Drillbench Dynamic Well Control Provides Realistic Simulation of Kick Tolerance, Promotes Safer Operations | Schlumberger
Case Study
Gulf of Mexico, United States, North America, Onshore, Offshore

Challenge: Establish equipment kick tolerance for safer planned coiled tubing operation.

Solution: Simulate and evaluate the operation using Drillbench dynamic drilling simulation software.


  • Demonstrated smaller coiled tubing diameter as a better choice
  • Created larger wellbore clearance for more circulating mud volume
  • Determined larger choke opening in consideration of dissolved gas
Products Used

Drillbench Dynamic Well Control Provides Realistic Simulation of Kick Tolerance, Promotes Safer Operations

Operator optimizes coiled tubing operation in an ultraHPHT well using dynamic drilling simulation software, offshore Gulf of Mexico

Assess surface equipment limitations to manage kick in HPHT well

In planning a wellbore cleanout procedure in an ultraHPHT well, the Schlumberger coiled tubing team raised safety concerns about kick tolerance and limitations of surface equipment to withstand high pressures while circulating out a potential influx. In ultraHPHT wells, an uncontrolled release of hydrocarbons can have serious consequences to life, assets, and the environment. In this well, wellbore conditions also provided considerable challenges due to small diameters, multiphase fluids, and various densities in the wellbore. Determination of the maximum influx allowable with the available equipment and the effect of coiled tubing size on the process of circulating out pressure was needed before moving forward with the planned coiled tubing operation.

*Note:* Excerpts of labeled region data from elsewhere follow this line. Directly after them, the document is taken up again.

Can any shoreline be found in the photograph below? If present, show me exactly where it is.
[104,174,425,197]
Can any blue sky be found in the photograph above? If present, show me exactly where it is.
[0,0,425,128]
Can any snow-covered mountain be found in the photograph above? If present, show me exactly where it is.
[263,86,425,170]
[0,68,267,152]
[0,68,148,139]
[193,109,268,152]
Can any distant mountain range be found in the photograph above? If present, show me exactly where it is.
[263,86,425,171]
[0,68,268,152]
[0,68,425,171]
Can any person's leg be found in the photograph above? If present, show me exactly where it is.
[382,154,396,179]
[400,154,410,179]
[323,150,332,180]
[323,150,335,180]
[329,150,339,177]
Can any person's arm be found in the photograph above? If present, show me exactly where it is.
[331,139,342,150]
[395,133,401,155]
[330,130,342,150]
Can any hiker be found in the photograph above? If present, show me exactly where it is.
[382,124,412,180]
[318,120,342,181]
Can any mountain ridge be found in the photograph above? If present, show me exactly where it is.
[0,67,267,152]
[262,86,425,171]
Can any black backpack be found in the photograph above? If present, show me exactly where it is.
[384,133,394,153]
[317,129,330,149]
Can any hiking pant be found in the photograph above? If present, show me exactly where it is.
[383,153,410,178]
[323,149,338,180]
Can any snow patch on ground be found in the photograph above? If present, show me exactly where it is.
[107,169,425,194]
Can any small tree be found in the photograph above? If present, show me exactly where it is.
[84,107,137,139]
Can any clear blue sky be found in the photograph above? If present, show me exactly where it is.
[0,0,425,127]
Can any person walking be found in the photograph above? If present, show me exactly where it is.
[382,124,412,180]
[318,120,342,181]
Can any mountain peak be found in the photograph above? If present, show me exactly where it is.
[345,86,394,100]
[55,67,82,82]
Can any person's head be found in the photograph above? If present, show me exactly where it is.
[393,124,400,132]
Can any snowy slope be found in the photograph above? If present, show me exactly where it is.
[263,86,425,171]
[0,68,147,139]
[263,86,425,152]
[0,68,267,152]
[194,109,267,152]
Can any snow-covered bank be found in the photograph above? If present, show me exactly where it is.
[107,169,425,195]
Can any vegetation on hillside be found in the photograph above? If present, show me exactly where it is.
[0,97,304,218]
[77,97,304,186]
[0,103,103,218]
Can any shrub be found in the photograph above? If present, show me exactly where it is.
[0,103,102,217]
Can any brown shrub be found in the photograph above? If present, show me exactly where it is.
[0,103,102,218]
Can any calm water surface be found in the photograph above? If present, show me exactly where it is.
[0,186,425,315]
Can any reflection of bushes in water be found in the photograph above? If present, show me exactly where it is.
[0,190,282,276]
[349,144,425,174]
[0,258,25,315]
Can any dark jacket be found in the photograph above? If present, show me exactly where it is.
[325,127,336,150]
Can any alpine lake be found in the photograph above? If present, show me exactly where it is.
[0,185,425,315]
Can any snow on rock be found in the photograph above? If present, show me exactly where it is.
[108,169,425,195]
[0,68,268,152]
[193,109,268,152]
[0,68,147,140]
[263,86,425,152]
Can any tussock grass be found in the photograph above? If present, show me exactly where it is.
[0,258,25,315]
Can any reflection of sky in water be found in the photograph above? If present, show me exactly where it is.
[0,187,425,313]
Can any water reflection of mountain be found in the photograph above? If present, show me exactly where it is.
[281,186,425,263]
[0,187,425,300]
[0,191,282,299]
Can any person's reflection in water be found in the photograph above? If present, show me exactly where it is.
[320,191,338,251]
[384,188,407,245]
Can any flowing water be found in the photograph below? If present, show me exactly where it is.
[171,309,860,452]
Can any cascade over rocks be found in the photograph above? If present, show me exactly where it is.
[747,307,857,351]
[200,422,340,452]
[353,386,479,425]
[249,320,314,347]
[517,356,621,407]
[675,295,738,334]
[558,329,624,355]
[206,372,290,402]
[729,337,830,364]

Employ Drillbench dynamic drilling simulation software to evaluate well control risks

With unique transient and dynamic capabilities, the Drillbench dynamic drilling simulation software is the ideal technology to evaluate well control operations in HPHT and ultraHPHT wells, which can reach maximum bottomhole pressure and temperature of 26,000 psi and 420 degF, respectively. In contrast to the often-used spreadsheet calculations, which only provide a static solution at a particular depth and temperature, the Drillbench Dynamic Well Control module simulates complex transient conditions, including dissolution of gas in oil-base mud. The transient analysis tracks all the interactions of the influx fluids and their properties and shows changes in pressure and temperature along the wellbore as the influx is circulated up the hole during the well control process. This leaves little uncertainty as to what is happening and when it will happen, providing confirmation that an operation is achievable.

To evaluate the planned coiled tubing operation, sensitivity simulations of a range of parameters, such as coiled tubing diameter, mud densities, and influx size, were performed using the Drillbench Dynamic Well Control module. This provided the basis for a realistic evaluation of design limits and choice of operational procedures. Critical to an accurate simulation is an understanding of the rate of influx, which was difficult to predict because of the small diameters and heavy viscous mud that created high losses of pressure with any fluid movement in the annulus. Using the OLGA dynamic multiphase flow simulator, the OLGA ROCX module established the influx rates for various drawdown rates, which were then plugged into the Drillbench Dynamic Well Control model to provide accurate simulations that assisted decisions as to the correct operational procedure to implement.

Demonstrated 1 3/4-in tubing outperforms 2-in tubing to pump out influx

Analysis of results determined that 1 3/4-in coiled tubing with a 16.98-ppg hydrostatic wellbore gradient allowed an influx of 7.2 bbl that could be reliably circulated out. Simulations indicated that this tubing diameter had better pressure and flow characteristics than the 2-in coiled tubing for pumping out influxes because it offered larger clearances in the small-diameter wellbore and provided more mud for dissolving and holding gas, resulting in a slightly larger choke opening.

Simulations also identified that higher flow rates were possible during the initial circulation of the influx. Staging flow with reduced choke and lower rates also increased the speed of circulating the influx out of the well.

overflow image
Iterative Drillbench software simulations test the sensitivity of various parameters.